How come it feels so unreal what I’m doing? Like daily life is so real. Yeah, I see people’s fogs clear as day, I see my own, a little less clear, yet doing this feels unreal. What’s up with that? It’s like I’ve been dabbling in this on the side and suddenly someone tells me this is the only thing I should be doing. Only I’m that someone and I haven’t been dabbling, I’ve been kidding myself. This was always most important, why else would I have made that conscious, deliberate choice to listen to that little voice inside, of intuition, my heart, God, Universe, whatever, at twenty years old? That was the day I turned homeless and I've never been happier, putting myself in the hands of something bigger.

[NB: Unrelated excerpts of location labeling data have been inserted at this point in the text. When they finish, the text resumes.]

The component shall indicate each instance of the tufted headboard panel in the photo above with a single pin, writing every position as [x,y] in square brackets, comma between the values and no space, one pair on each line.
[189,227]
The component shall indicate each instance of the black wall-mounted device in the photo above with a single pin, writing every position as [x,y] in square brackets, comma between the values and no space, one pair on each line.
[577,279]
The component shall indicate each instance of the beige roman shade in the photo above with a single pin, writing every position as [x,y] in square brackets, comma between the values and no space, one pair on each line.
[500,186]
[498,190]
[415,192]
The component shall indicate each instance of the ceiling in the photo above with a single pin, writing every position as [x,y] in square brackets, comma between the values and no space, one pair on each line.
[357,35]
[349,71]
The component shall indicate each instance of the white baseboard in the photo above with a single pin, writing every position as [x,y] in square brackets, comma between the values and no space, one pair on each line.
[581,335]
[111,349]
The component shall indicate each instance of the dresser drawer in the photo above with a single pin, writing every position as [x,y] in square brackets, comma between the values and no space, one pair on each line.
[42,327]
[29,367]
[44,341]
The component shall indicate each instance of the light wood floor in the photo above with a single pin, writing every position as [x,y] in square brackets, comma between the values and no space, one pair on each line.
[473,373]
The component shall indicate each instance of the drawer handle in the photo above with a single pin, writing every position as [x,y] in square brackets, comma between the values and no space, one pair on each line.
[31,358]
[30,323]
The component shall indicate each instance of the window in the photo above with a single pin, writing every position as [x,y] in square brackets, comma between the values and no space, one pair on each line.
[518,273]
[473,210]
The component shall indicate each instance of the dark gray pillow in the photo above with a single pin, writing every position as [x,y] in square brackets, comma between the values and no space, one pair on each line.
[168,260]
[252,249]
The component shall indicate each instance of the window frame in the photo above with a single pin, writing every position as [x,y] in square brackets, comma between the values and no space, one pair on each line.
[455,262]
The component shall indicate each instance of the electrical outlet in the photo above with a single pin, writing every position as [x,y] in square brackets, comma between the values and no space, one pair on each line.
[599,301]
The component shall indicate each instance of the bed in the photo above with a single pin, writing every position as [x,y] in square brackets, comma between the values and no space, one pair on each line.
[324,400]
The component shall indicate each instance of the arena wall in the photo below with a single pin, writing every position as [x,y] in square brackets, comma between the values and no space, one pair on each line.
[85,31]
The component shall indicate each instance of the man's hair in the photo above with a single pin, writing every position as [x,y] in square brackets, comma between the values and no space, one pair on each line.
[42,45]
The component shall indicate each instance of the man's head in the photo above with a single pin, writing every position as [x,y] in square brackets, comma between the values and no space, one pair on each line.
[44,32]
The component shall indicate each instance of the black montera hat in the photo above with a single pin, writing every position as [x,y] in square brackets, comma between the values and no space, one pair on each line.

I am still kidding myself. When I read Jed it feels completely and utterly real and clear and clean. Then I look up and it doesn’t. How can there be any progress when this doesn’t feel real to me?
I don’t even know if this is my ego, if there is such a thing, trying to trick me or cause a delay, or if this is a genuine issue for me; how can anything like this process be real when it’s done within the dream? Or maybe. Maybe I can see it as that trick used in a dream when asleep: look at your hands and your dream might turn into a lucid dream. Is that what it’s like? A process within the dream to become aware within the dream that it is, in fact, a dream.
I’m asleep, having a dream and this process is like an elaborate attempt to look at my hands and wake up within the dream. Only the dream ends when that happens.
Am I sweet talking my ego? I sure need a lot of convincing for someone who made up her mind light-years ago. This is what I’ve been doing, why is it such a stretch to be doing it more often, more intense, more single-minded? It seems that I’m my biggest roadblock at this point. If/when I get past this there’s no stopping me. I look forward to that.
Until now there wasn’t a lot of fun to be had, but reading last night, laughing my ass off, I suddenly realized that if I am serious about this, I am progressing towards/into an incredible ‘thing’, I’m moving towards perfect freedom and what could be better than that? For me; nothing. No more chains. It’s all about the struggle at this point, so maybe I should keep in mind what I am moving towards, keep in mind the ‘prize’ at the end, cos no matter how ugly and unappealing Jed makes it in the book, I want it and there is nothing that I want more. I don’t even want anything else, every other little want is just a handful of shiny beads, nice little mirages, reflections in a faulty mirror cos it’s not who I am.
Once again, my dearest; I was born for this, born ‘to be wild’, born to be free. Completely, utterly Free.
Well, that should be enough to keep me going. Ha! Like there’s anything that could stop me. Nothing. Nothing. Delay at most, but stop me? Never. You’d have to kill me.